Since we don’t specified the docType it appears it finds all documents with a relationship with a Store… Here’s the EXPLAIN if it helps:

[
  {
    "plan": {
      "#operator": "Sequence",
      "~children": [
        {
          "#operator": "Sequence",
          "~children": [
            {
              "#operator": "IndexScan",
              "index": "idx_storeType",
              "index_id": "c10063a8028a9e42",
              "keyspace": "myBucket",
              "namespace": "default",
              "spans": [
                {
                  "Range": {
                    "High": [
                      "\"Store\""
                    ],
                    "Inclusion": 3,
                    "Low": [
                      "\"Store\""
                    ]
                  }
                }
              ],
              "using": "gsi"
            },
            {
              "#operator": "Parallel",
              "~child": {
                "#operator": "Sequence",
                "~children": [
                  {
                    "#operator": "Fetch",
                    "as": "store",
                    "keyspace": "myBucket",
                    "namespace": "default"
                  },
                  {
                    "#operator": "IndexJoin",
                    "as": "order",
                    "for": "store",
                    "keyspace": "myBucket",
                    "namespace": "default",
                    "on_key": "(\"Store::\" || (`order`.`storeId`))",
                    "outer": true,
                    "scan": {
                      "index": "idx_storeId",
                      "index_id": "e900dc0b099e1df0",
                      "using": "gsi"
                    }
                  },
                  {
                    "#operator": "Filter",
                    "condition": "(((`store`.`docType`) = \"Store\") and (`order` is not missing))"
                  },
                  {
                    "#operator": "InitialProject",
                    "result_terms": [
                      {
                        "expr": "(`store`.`status`)"
                      },
                      {
                        "expr": "`order`"
                      },
                      {
                        "expr": "(`store`.`docId`)"
                      }
                    ]
                  },
                  {
                    "#operator": "FinalProject"
                  }
                ]
              }
            }
          ]
        },
        {
          "#operator": "Limit",
          "expr": "5"
        }
      ]
    },
    "text": "SELECT store.status, order, store.docId \nFROM myBucket store\nLEFT OUTER JOIN myBucket order ON KEY (\"Store::\" || order.storeId) FOR store\nWHERE store.docType=\"Store\"\nAND order IS NOT MISSING\nLIMIT 5;"
  }
]

Looks like it is working correctly.

Try querying only for orders, without the JOIN, and verify that the matching orders are there for that clientId and docType.

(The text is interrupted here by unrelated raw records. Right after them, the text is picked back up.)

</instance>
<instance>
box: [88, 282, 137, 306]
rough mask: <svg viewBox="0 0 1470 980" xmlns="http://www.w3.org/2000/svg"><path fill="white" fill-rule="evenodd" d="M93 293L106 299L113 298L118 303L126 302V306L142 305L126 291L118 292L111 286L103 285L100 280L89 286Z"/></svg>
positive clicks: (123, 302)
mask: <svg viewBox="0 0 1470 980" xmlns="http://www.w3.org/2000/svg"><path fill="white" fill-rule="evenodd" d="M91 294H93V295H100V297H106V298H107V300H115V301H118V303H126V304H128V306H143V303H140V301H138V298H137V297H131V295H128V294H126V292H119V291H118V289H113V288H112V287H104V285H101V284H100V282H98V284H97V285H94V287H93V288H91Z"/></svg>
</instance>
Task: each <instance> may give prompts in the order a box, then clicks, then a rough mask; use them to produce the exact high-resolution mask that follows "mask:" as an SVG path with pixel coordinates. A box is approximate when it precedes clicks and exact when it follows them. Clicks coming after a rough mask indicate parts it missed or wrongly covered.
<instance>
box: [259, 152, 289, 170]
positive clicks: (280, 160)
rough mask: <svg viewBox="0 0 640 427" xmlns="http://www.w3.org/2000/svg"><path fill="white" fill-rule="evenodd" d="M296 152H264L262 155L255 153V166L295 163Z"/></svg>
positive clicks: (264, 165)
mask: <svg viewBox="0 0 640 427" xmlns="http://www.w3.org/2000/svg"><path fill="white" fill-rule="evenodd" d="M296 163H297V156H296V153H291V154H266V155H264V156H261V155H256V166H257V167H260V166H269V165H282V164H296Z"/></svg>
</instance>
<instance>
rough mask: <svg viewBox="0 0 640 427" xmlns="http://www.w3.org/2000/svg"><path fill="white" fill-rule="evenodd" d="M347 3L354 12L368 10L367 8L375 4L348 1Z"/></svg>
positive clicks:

Yes, I can confirm that I have matching results (I had to add docType=Order to the previous query in order to get just orders.)

Where do we go from here? Just to give you a bit more insight, my end query will likely be more complex with ORDER BY on the Order document, and with filters applied to both the Order and Store documents… Let me know if you need more info

The ORDER BY will not affect correctness. There is something we are both missing in that predicate…

Should I try to provide some data in order to have a similar environment to solve this problem? Let me know if I can help in anyway

What version of Couchbase are you using? @vsr1 any suggestions?